Health Benefits of Curds:
The most important and the healthy live bacteria present in the curd makes it very special and a nutritious food option for all ages.
Curd is rich in calcium, protein, riboflavin and vitamins.
It is low in fat and high in potassium, provided the milk used to make the curd is skimmed and low fat.
Curd is used to prevent diarrhea.
Curd is suppose to increase longevity and immunity.
It lowers bad cholesterol and increases good cholesterol in the blood.
Helps against arthritis and stomach ulcers and many other stomach ailments.
Calcium present in the curd helps strengthen the bones.
Curd is very helpful during the treatment of certain ailments, as it replenishes the beneficial bacteria lost during heavy medication.

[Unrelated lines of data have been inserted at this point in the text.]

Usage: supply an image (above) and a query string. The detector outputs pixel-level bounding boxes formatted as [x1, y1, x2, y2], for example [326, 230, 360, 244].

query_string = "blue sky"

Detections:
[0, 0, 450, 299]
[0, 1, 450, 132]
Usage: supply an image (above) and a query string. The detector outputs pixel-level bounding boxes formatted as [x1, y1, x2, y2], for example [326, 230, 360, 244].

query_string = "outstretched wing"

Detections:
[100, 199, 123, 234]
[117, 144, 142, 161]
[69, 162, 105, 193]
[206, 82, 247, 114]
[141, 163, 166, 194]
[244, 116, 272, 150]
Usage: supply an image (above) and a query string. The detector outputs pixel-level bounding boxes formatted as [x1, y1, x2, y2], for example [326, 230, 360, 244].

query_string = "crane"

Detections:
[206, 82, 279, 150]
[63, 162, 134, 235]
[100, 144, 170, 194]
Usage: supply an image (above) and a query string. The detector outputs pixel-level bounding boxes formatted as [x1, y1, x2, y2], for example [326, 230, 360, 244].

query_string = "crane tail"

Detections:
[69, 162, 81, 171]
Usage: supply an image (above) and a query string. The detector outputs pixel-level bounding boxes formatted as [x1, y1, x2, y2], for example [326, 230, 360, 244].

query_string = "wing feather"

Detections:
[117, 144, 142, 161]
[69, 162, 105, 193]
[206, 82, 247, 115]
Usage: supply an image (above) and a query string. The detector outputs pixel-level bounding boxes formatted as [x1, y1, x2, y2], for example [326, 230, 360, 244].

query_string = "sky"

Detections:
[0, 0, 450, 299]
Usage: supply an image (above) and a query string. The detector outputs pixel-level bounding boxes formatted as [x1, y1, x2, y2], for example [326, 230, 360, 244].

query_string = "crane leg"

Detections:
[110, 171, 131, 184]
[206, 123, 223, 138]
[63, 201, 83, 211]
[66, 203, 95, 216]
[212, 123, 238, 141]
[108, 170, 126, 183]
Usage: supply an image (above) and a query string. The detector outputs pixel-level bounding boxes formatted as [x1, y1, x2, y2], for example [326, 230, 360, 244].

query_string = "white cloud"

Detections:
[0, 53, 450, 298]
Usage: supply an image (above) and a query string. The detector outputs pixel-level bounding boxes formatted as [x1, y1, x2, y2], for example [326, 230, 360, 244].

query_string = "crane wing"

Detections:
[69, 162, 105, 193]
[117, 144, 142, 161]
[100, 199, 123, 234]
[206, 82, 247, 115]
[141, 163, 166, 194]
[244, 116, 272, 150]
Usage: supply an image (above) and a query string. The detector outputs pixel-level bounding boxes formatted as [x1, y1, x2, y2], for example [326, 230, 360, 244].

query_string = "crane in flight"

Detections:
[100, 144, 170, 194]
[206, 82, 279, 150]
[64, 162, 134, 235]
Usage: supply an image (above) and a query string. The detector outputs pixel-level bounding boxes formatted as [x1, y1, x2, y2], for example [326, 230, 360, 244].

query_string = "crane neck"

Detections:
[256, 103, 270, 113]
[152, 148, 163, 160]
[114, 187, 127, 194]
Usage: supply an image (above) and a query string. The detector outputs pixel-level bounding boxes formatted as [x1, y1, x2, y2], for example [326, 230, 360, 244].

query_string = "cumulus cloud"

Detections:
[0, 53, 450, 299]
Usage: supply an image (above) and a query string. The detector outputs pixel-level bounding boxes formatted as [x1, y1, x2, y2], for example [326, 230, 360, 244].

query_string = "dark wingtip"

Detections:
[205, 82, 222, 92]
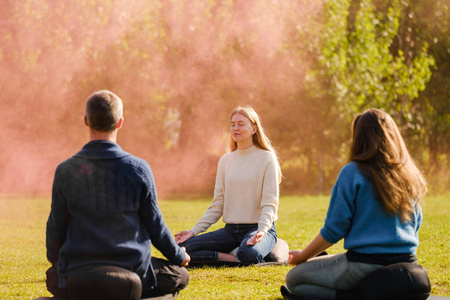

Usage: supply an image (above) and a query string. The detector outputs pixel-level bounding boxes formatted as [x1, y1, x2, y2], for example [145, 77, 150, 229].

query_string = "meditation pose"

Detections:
[46, 91, 190, 299]
[175, 106, 281, 264]
[281, 109, 427, 299]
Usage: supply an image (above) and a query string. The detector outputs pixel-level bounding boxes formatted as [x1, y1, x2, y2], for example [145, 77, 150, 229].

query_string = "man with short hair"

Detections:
[46, 90, 190, 297]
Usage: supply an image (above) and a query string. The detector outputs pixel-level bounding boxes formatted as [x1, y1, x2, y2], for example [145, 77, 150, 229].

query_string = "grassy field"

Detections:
[0, 196, 450, 299]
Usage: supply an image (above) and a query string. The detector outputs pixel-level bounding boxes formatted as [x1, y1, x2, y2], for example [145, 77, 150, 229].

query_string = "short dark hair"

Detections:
[86, 90, 123, 132]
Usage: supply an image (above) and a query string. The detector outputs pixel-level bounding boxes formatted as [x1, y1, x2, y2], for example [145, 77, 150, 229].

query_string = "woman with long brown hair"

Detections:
[281, 109, 427, 299]
[175, 106, 281, 263]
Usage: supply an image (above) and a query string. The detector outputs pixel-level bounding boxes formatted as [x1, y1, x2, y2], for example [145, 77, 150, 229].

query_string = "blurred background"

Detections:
[0, 0, 450, 197]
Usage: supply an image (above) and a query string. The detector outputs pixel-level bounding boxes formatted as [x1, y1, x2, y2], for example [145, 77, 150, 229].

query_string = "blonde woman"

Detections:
[175, 106, 281, 263]
[281, 109, 427, 299]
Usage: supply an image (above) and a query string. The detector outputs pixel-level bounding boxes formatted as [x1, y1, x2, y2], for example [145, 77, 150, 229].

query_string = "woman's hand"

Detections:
[175, 230, 195, 244]
[180, 247, 191, 267]
[247, 231, 266, 246]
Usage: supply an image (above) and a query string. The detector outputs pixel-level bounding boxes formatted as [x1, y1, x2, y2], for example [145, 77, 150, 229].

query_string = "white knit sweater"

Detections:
[191, 146, 279, 235]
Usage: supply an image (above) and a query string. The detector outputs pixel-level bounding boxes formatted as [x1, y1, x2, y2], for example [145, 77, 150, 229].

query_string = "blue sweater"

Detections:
[320, 162, 422, 254]
[46, 141, 185, 288]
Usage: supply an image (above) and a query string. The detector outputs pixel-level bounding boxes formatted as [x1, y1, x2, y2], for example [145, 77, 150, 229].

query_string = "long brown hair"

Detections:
[349, 108, 427, 222]
[229, 106, 282, 183]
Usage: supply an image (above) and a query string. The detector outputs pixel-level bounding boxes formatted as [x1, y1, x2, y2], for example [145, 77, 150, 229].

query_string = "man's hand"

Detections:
[247, 231, 266, 246]
[175, 230, 195, 244]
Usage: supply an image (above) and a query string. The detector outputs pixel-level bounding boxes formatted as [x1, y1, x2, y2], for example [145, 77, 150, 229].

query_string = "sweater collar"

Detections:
[75, 141, 131, 159]
[236, 145, 257, 155]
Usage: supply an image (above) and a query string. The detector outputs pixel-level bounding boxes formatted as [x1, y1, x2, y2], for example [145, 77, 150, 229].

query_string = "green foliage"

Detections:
[0, 0, 450, 195]
[0, 196, 450, 299]
[319, 0, 434, 119]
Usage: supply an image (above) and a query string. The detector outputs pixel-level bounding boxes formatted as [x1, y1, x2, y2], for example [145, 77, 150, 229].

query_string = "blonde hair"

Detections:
[349, 108, 427, 222]
[228, 105, 283, 183]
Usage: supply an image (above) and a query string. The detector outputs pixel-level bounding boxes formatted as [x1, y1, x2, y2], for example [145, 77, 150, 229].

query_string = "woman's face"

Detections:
[230, 113, 256, 150]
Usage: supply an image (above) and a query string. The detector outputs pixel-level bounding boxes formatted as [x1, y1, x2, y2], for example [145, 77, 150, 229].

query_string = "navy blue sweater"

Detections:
[46, 141, 185, 288]
[320, 162, 422, 254]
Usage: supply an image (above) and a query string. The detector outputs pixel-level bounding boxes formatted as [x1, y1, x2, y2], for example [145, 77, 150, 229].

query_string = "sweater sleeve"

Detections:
[46, 165, 70, 264]
[320, 165, 358, 244]
[191, 157, 225, 235]
[258, 159, 279, 233]
[140, 163, 186, 265]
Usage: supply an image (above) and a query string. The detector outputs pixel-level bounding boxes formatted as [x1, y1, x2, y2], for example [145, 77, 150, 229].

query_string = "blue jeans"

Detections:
[180, 224, 277, 264]
[286, 253, 383, 299]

Last but not the least it is a boon for lactose intolerant who are allergic to milk and milk products. As the protein in curd is easily digestible than that in milk.
Prudent way to Include Curds in Diet;
Use skimmed milk or low fat milk to set the curd.
Buttermilk is much healthier option than curds which is 1:3 parts of curds to water.
Lassi – sweetened and thick buttermilk is a refreshing summer drink.
Srikhand and Indian delicacy is a great dessert.
Add nuts, fresh fruits and granolas to a bowl of curd for a healthy breakfast.
Make oatmeal porridge with curds and roasted cumin powder.
Sprinkle herbs such as coriander leaves, mint and dill for a tasty accompaniment to any meal.
Dips made with hung curd is good with sliced fruits and steamed veggies.
Raita is a great recipe which goes well with any meals of the day. Mix sliced cucumber, pineapple and apples for a refreshing raitas.
Add a teaspoon of sugar while setting the curds for a quick and refreshing dessert.
It is three cheers for curds, with all the health benefits accrued to it and for being one of the most versatile cooking ingredients available to us.